My Son's first hickory smoked pork butts on his MAK 2 Star General were scrumptiously delicious and warmly received by all at our Granddaughter's volleyball match. The parents and young players wolfed down pulled pork sliders all weekend. I was proud to sit on the sidelines enjoying my sliders and watching my Granddaughter play. The pulled pork was cooked to perfection and melted in my mouth. A true chip off the old block!
For years I've gladly cooked and shared countless smoked pork butts with my Son and his family. The old adage of "... give a man a fish and you feed him for a day; teach a man to fish and you feed him for a lifetime ..." rings true here. My son was eager to smoke/cook the pork butts on his own and now he can share pulled pork with us!
Using my boneless hickory smoked pork butt recipe from my upcoming The Wood Pellet Smoker and Grill Cookbook my Son and Daughter-in-Law eagerly jumped in with both feet. They pulled it off to a tee! Their big challenge was timing - how to have the pork butts ready to be pulled at 11 AM when you have to leave the house 4 hours earlier and travel 70 miles in order to register for the weekend volleyball tournament. There was no power available at the event so reheating the pulled pork was not an option.

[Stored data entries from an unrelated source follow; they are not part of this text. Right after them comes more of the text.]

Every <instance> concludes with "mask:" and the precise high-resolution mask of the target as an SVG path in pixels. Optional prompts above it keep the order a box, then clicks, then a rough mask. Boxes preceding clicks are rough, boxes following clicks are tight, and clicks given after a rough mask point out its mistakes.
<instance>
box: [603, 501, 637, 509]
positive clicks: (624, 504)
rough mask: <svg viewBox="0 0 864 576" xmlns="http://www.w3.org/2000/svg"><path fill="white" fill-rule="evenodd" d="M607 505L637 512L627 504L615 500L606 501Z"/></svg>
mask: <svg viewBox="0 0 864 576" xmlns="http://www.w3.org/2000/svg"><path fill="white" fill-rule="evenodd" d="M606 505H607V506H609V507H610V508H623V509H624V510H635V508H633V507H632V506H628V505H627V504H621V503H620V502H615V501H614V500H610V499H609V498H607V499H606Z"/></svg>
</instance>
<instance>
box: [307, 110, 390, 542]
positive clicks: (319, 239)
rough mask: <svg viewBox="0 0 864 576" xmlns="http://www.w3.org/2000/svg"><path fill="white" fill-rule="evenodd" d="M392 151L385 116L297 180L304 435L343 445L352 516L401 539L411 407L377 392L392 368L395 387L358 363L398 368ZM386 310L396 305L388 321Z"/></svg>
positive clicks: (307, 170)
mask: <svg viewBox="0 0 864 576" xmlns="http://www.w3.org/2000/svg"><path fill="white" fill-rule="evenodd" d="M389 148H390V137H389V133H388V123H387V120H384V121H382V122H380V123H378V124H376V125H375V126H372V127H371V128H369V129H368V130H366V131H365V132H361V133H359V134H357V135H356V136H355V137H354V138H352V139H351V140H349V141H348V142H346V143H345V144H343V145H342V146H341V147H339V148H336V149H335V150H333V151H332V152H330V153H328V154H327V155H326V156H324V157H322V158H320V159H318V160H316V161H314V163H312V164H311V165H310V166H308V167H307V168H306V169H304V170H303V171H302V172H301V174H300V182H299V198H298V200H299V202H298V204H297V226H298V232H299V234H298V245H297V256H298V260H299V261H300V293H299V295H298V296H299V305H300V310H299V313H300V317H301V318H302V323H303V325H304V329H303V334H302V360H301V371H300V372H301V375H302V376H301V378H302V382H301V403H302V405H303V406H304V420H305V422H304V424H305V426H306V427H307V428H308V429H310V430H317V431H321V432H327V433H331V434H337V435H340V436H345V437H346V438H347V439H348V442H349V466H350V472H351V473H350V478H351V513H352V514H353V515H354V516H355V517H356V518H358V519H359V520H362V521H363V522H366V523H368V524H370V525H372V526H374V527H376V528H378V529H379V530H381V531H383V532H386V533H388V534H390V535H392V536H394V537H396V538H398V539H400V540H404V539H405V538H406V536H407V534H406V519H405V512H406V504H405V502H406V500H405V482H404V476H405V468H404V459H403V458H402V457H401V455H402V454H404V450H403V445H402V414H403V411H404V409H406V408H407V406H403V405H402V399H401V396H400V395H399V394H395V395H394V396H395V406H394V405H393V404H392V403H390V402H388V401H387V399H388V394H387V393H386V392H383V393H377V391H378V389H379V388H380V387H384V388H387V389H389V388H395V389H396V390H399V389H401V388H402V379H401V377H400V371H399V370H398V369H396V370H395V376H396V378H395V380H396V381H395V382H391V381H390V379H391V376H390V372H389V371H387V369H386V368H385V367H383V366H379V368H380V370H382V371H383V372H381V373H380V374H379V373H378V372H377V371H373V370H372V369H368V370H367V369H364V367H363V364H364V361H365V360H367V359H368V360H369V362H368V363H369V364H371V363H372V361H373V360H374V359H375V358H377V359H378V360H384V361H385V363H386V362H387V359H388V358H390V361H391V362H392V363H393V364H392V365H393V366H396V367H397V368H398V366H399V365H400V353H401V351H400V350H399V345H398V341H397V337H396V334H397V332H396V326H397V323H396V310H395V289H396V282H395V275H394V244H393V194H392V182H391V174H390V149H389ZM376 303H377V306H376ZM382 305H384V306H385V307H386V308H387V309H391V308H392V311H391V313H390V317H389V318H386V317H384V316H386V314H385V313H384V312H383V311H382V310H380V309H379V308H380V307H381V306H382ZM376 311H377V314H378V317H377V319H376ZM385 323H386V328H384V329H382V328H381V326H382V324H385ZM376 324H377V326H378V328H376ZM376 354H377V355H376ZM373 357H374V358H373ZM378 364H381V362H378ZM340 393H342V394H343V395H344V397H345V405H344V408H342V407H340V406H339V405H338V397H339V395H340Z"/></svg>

The solution, as described in my cookbook was the use of the 'Texas crutch" to bypass the stall and timing the start of the Foil, Towel & Cooler (FTC) just prior to leaving the house at 7 AM. The double foil wrapped pork butts were still more than hot enough 4 hours into the FTC and required using silicone barbecue gloves for the pulling. Looking forward to enjoying many more pulled pork sliders from and with my Son ... "Give a man some pulled pork and you feed him for a day; teach a man to hickory smoke pork butts and you feed him (and yourself) for a lifetime ..."!!!